Merenung di Luweng Sampang Vs Umbah umbah di Kali Sampang... 
Jadi ceritanya kita mau jalan-jalan lagi. Libur merah tanggal 18 April kemarin kita mau menghabiskan waktu bersama temen temen di Grup whatapp Next Trip. Ini grup tempet kita ngrencanain trip kita selanjutnya.
Nah kemaren jumat itu, kita bener bener gag tau mau kemana...ga ada ide sama sekali. Tapi tetep..m kita maksa mau pegi.
Jam sembilanan temen saya Paimin dari magelang sudah di jogja. Spontan kita pun tetapkan dari hasil googling d wifi spot depan telkom kridosono. Luweng Sampang... dari hasil googling, tempatnya kece..Jadi kita cuzz jemput Bundo, Dan Yeyek.
Sebelum berangkat ,Kita makan pagi dulu. Dengan pesanan Ayam Geprek di daerah Babaran pun kita melahap habis makan. Kenyang sudah akhirnya!
Kita segera berangkat menuju tujuan. Dari foto kece di google kita setuju k tempat itu. Tapinya!!!! kita gag tau jalan menuju tempat itu. Kita akan jalan geje dengan diawali melewati Candi Ijo ke timur hingga menuju perbatasan Gunung Kidul dan Klaten.
Perjalan yang tak mudah kita lewati di sekitar jalan menuju Candi Ijo.
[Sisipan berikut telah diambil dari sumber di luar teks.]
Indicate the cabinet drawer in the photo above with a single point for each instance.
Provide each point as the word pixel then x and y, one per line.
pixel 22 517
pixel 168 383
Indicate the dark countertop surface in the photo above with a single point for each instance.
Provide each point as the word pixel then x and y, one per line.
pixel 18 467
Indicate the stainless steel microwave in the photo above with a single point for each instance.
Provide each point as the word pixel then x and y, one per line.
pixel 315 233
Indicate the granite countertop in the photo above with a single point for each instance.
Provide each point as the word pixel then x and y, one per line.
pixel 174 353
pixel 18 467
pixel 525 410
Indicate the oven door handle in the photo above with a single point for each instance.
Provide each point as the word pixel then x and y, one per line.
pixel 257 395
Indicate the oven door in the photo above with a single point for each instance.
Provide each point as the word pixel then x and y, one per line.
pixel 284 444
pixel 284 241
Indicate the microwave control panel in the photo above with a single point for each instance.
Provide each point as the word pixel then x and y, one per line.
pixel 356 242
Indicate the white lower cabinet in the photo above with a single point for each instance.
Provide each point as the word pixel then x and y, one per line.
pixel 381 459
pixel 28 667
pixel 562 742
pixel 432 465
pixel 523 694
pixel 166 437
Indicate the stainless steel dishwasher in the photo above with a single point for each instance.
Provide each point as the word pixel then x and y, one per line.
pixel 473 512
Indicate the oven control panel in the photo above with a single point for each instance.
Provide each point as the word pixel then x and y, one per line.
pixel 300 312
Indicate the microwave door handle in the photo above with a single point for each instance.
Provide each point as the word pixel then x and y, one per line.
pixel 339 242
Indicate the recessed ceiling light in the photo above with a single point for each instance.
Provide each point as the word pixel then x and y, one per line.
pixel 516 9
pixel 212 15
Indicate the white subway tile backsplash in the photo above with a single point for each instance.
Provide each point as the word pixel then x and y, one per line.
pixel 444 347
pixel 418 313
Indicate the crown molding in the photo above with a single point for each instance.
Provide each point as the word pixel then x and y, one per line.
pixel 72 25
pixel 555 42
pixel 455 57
Jalannya menanjak maksimal ditambah truck truck yang mengangkut batu di depan kita yang bikin worry kalo batunya pada jatoh.
Setelah menuju atas dan jalanan mulai nyaman kita berhenti sejenak untuk sholat jumat. Di desa yang jauh dari keramain kita merasakan kenyamanan dan keteduhan dalam sholat. Yang jelas hening banget disana.
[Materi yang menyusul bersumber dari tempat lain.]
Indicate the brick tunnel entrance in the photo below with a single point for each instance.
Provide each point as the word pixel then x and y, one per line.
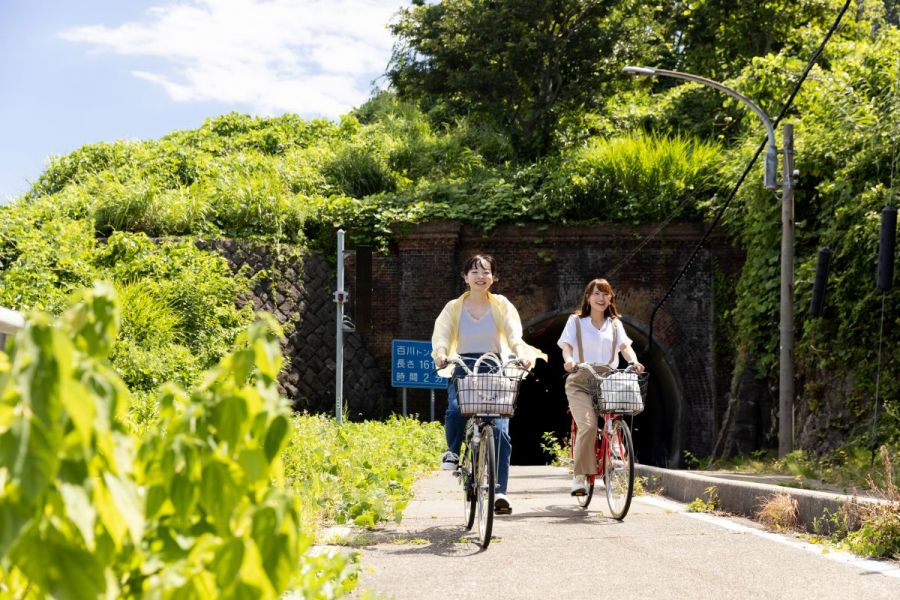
pixel 542 404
Perjalana pun kita teruskan. Jalan Selanjutnya ternyata tidak senyaman yang dibayangkan. Jalanan perbatasan klaten dan gunung kidul parah!. Batuan dan jalanan menanjak kembali menemani perjalanan kita.
Tanya pada warga yang ada d jalan atau bahkan sampai mengetuk pintu rumah kita lakukan demi Luweng Sampang. Hampir.satu jam lebih kita berkutat dengan jalanan berbatu. Kiri dan kanan kalau gak hutan ya pemandangan perbukitan. Ditengah jalan pun kita tidak menyiakan kesempatan untuk foto. Ditengah jalan antara perkebunan rumput gajah yang sedang berbunga kita pun berhenti. Jepret sana dan jepret sini menjadi satu aktivitas menyenangkan di perjalanan kita.
Perjalanan pun kembali kita lanjutkan. Kali ini kita menemukan papan penunjuk jalan bertuliskan "Sampang". Kita segera berbelok ke kanan dan mengikuti jalan berbatu yang lagi lagi menanjak. Huft...dan kita bertanya lagi di suatu rumah kecil. Dari hasil bertanya tanya ke beberapa orang, bukan membuat kita semakin paham tapi malah semakin bikin bingung. Jawaban antara satu orang dengan yang lainnya berbeda dan itu membuat perjalanan kita semakin berputar putar. Dengan mengikuti kata hati dan memilih jalan yang dirasa possible untuk d lewati akhirnya sampailah kita disuatu turunan. Jadi jalan yang kita lalui tersebut adalah jalan rute ke arah Sendang Sriningsih. Dari lokasi tersebut kita melewati jalanan menurun berbatu hingga bertemu dengan jalanan beraspal. Setelah kita menemukan sungai, kita sedikit tenang dan bergembira.
Tapi... Zonkkkkkk
setelah kita parkir di tempat parkir, perasaan serasa kecewaa... capeknya naik turun jalan berbatu ternyata tidak bisa digabtikan dengan tampilan Luweng Sampang yang diharapkan...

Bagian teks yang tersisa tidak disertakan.